Weird, because you and I must have attended school at about the same time. (I graduated in 1975.) I think we learned by phonics. I remember flashcards. I had algebra I and II in junior high. We memorized math tables and occasionally poetry -- I memorized "Jabberwocky" for extra credit and can still recite it today at the speed of an auctioneer.

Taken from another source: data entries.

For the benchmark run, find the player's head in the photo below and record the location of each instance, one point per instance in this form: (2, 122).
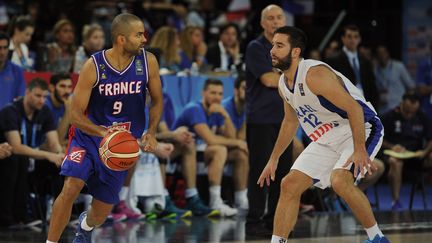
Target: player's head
(240, 87)
(410, 104)
(289, 44)
(351, 37)
(127, 32)
(37, 90)
(212, 91)
(272, 17)
(60, 87)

But we did not have a class on physics -- we had American history, Asian history, history of religions and plain old social studies. (I remember the only time I'd get school lunches was when, in the time period after my Asian history class, the day's menu was chow mein.) We must have learned some of the same material that would have been in a civics class,  maybe in the all-purpose social studies classes. And I've never known what diagramming a sentence even requires. (I've seen the diagrams but could not make one myself.) I can identify things like adjectives and adverbs, subject and object, passive and active tense -- stuff like that, if that's what it's about.

I think our district might have been a bit "progressive" -- I remember an elective English class in junior high that focused on the poetry of Bob Dylan.  :laugh: And in high school I was in a poetry class and was falling behind because I hadn't turned any poetry in. So I wrote a long poem about my drug-fueled experiences at a Foghat concert.  :laugh: Got an A+. (I didn't mention drugs explicitly but the language in the poem suggested them.)

Jeff Wrangler:

--- Quote from: serious crayons on April 13, 2024, 01:11:14 pm ---I use a dishrag now. But it's a set of microfiber cloths, and they're very effective.

--- End quote ---

When you're done with the dishes, don't you still have a damp cloth that has to be hung up somewhere to dry?

So long ago that I got it with Betty Crocker coupons, I got a small colander. I keep it on the sink next to the faucet, and when I finish washing something, I squeeze the water out of the sponge and place the sponge in the colander.

serious crayons:
I do have a damp cloth, maybe 9" square. Microfibers make it somewhat rough-textured. I squeeze it out and sometimes drape it over the faucet and sometimes just throw it behind the faucet. Either way it's squeezed out and dries pretty quickly.

Jeff Wrangler:

--- Quote from: serious crayons on April 13, 2024, 01:23:28 pm ---But we did not have a class on physics -- we had American history, Asian history, history of religions and plain old social studies. (I remember the only time I'd get school lunches was when, in the time period after my Asian history class, the day's menu was chow mein.) We must have learned some of the same material that would have been in a civics class,  maybe in the all-purpose social studies classes. And I've never known what diagramming a sentence even requires. (I've seen the diagrams but could not make one myself.) I can identify things like adjectives and adverbs, subject and object, passive and active tense -- stuff like that, if that's what it's about.

--- End quote ---

I graduated in '76.

Did you mean you didn't have a class on civics rather than physics?

In my junior high and high schools, "history" was "social studies."

I had one elective on folklore and one on mythology; both were under the English department.